Nello scorso Febbraio, il CPC medio (cost per click) dei PPC search engine U.s.a. è calato di circa il 2%; diciamo subito che non si tratta affatto di un segnale di controtendenza rispetto alla crescita sino ad oggi costante del mercato del keyword advertising.

Il calo è dovuto alla stagionalità (in febbraio calano soprattutto i prezzi del settore turistico e dell’e-commerce). Come è altrettanto comprensibile, novembre e dicembre sono invece i mesi più “caldi”; ma vediamo qualche dato significativo: per le keyword relative ai “customer service” il calo su base mensile è stato ancora più significativo: si è passati da una media di 1,29 $ in Gennaio a una media di 1,04 $ in Febbraio. Per i prodotti b2c si è passati da 52 a 46 centesimi, mentre nel turismo il calo è stato dell’8% (da 88 a 81 cents).

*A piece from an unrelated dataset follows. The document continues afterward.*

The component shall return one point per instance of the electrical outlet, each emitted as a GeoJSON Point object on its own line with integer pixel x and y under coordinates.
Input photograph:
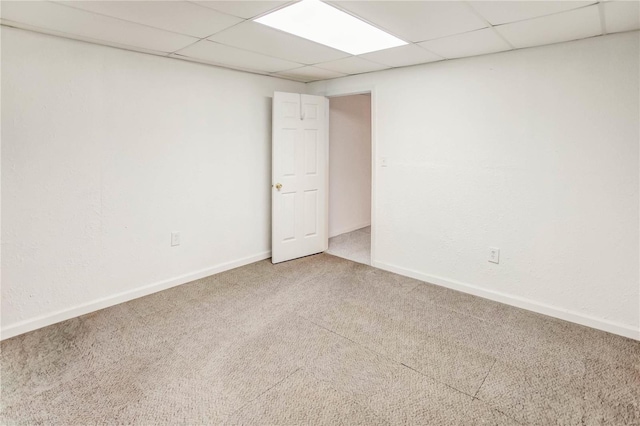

Se confrontiamo questi dati con quelli del mercato italiano, ci possiamo rendere immediatamente conto di quale sia il gap economico e culturale che ci divide dagli U.s.a. In Italia i Bid massimi sono decisamente inferiori di quelli medi statunitensi. Se utilizziamo il tool offerto da Overture Italia per verificare i CPC per singola keyword, possiamo vedere che - con la keyword “viaggi” il top Bid è di 31 centesimi e la maggior parte degli inserzionisti pubblicizza al CPC minimo di 15 centesimi; per la parola-chiave “finanza” il CPC è di 36 centesimi e per essere primi su “celulari” è sufficiente pagare 18 centesimi di Euro. Non sono disponibili dati relativi alla media del CPC italiano, ma possiamo sicuramente affermare che non supera di molto il CPC minimo.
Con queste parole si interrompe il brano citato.